Side-by-Side Comparison

In the UI

BatchesTasks
Batches tabLinked Annotation Tasks tab
Create batchCreate task
No datapoint-level visibilityFull datapoint-level visibility (progress, assignments)
Batch-level annotator assignment onlydatapoint-level assignment & rebalancing
Static label schemasEditable annotation forms
Must create new batch to add datapointsAdd datapoints directly to a task

In the SDK

BatchesTasks
Batch classAnnotationTask class
Batch object exposes batch_size, x_uidsTask object exposes annotation form, dynamic x_uids, creator info, and schema IDs
Batch.create()AnnotationTask.create()
Fixed datapoint set on creationAdd/remove datapoints dynamically (add_datapoints, remove_datapoints)
Label schemas fixed on creationAdd label schemas anytime (add_label_schemas)
Batch-level assignment controldatapoint-level assignment (add_assignees, remove_assignees, list_user_assignments)
Annotations are accessed from Datasets via get_dataframe(include_annotations=True) / export(include_annotations=True) and committed as ground truth via commit(source_uid, label_schema_uids=None)Annotations are accessed from Tasks via add_annotations(annotations, user_format=True), get_annotations(user_format=True, user_uids=None, label_schema_uids=None, source_uids=None), and get_annotation_status(user_format=True) for datapoint-level assignees & status

Code Migration Examples

Example 1 — Creating a Batch → Creating a Task

Before (Batches)

from snorkelai.sdk.develop import Dataset

dataset = Dataset.get("contracts-dataset")

batches = dataset.create_batches(
name="contracts-review-batch",
assignees=[101, 102], # user UIDs
label_schemas=[schema_1, schema_2],
batch_size=500,
split="train",
)
batch = batches[0]

After (Tasks)

from snorkelai.sdk.develop import Dataset, AnnotationTask

dataset = Dataset.get("contracts-dataset")

task = AnnotationTask.create(
dataset_uid=dataset.uid,
name="contracts-review-task",
description="Initial review for contracts",
)

# Attach the same label schemas (by UID)
task.add_label_schemas(label_schema_uids=[schema_1.uid, schema_2.uid])

# Choose datapoints (e.g., first 500 UIDs)
df = dataset.get_dataframe(max_rows=500, target_columns=["__DATAPOINT_UID"])
x_uids = df["__DATAPOINT_UID"].tolist()
task.add_datapoints(x_uids=x_uids)

# Assign annotators at the datapoint level
task.add_assignees(users=[101, 102], x_uids=x_uids)

Example 2 — Get list of Batches → list of Tasks

Before (Batches)

from snorkelai.sdk.develop import Dataset

dataset = Dataset.get("contracts-dataset")
batches = dataset.batches # property: List[Batch]

After (Tasks)

from snorkelai.sdk.develop import Dataset, AnnotationTask

dataset = Dataset.get("contracts-dataset")
tasks = AnnotationTask.list(dataset=dataset.uid) # List[AnnotationTask]

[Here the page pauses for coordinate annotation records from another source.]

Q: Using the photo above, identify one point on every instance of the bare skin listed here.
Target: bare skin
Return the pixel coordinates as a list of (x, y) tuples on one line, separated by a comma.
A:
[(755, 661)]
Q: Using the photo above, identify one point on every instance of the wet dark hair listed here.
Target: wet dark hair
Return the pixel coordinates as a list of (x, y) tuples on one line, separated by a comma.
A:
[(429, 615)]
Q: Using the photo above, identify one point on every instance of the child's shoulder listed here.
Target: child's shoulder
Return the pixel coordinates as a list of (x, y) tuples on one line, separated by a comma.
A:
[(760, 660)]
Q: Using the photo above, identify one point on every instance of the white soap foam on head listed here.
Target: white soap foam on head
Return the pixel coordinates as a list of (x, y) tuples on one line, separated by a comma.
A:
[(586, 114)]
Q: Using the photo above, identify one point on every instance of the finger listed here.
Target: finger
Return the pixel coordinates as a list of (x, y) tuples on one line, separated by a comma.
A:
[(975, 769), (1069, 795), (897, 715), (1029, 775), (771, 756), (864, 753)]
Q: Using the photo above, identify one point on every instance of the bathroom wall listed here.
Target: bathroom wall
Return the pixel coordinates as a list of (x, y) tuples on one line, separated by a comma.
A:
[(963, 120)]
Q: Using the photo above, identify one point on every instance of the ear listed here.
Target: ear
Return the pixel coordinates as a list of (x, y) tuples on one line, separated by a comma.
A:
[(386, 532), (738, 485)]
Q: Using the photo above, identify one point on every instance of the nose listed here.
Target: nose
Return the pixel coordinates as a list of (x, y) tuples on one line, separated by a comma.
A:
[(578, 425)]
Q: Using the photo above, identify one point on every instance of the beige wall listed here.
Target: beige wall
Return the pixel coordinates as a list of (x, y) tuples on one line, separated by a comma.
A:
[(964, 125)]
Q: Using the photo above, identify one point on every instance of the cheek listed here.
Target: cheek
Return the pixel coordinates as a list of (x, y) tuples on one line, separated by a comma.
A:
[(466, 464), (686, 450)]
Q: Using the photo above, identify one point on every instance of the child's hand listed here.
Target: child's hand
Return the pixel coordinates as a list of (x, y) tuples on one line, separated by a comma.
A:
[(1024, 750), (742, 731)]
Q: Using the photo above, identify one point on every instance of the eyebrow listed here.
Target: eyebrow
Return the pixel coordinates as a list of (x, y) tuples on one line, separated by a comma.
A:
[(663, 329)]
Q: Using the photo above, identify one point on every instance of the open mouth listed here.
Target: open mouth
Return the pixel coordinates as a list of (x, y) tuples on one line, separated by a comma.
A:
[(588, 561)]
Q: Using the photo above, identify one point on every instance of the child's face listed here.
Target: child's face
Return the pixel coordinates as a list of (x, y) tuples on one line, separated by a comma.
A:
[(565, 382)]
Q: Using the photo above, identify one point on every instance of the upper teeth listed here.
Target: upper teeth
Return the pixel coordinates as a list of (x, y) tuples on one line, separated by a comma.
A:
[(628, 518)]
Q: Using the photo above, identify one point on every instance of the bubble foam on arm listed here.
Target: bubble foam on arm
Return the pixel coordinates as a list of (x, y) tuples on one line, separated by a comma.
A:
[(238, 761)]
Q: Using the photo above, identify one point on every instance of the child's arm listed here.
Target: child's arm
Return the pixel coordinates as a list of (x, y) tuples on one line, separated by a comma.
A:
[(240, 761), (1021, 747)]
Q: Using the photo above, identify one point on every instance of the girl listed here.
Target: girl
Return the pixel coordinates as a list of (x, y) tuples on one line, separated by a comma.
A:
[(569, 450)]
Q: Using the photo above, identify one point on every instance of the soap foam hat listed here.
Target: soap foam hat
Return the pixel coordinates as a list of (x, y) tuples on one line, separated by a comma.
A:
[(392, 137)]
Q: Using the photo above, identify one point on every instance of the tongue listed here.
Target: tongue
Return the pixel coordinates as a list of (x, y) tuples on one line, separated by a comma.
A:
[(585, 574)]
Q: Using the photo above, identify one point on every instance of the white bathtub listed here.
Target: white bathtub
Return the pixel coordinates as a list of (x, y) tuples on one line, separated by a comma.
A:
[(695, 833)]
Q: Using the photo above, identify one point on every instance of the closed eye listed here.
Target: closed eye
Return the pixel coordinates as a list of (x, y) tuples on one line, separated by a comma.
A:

Example 3 — Export batch annotations → Export Task Annotations

Before (Batches)

from snorkelai.sdk.develop import Batch

batch = Batch.get(batch_uid=123)
df = batch.get_dataframe(
selected_fields=["__DATAPOINT_UID", "text"],
include_annotations=True,
include_ground_truth=False,
)

After (Tasks)

from snorkelai.sdk.develop import AnnotationTask
task = AnnotationTask.get(annotation_task_uid=456)
annotations = task.get_annotations(
user_format=True,
label_schema_uids=[101],
)

Example 4 — Commit ground truth from annotations

Before (Batches)

from snorkelai.sdk.develop import Batch

batch = Batch.get(batch_uid=123)
df = batch.get_dataframe(
selected_fields=["__DATAPOINT_UID", "text"],
include_annotations=True,
include_ground_truth=False,
)

After (Tasks)

from snorkelai.sdk.develop import Dataset, AnnotationTask
import pandas as pd

dataset = Dataset.get("contracts-dataset")
task = AnnotationTask.get(annotation_task_uid=456)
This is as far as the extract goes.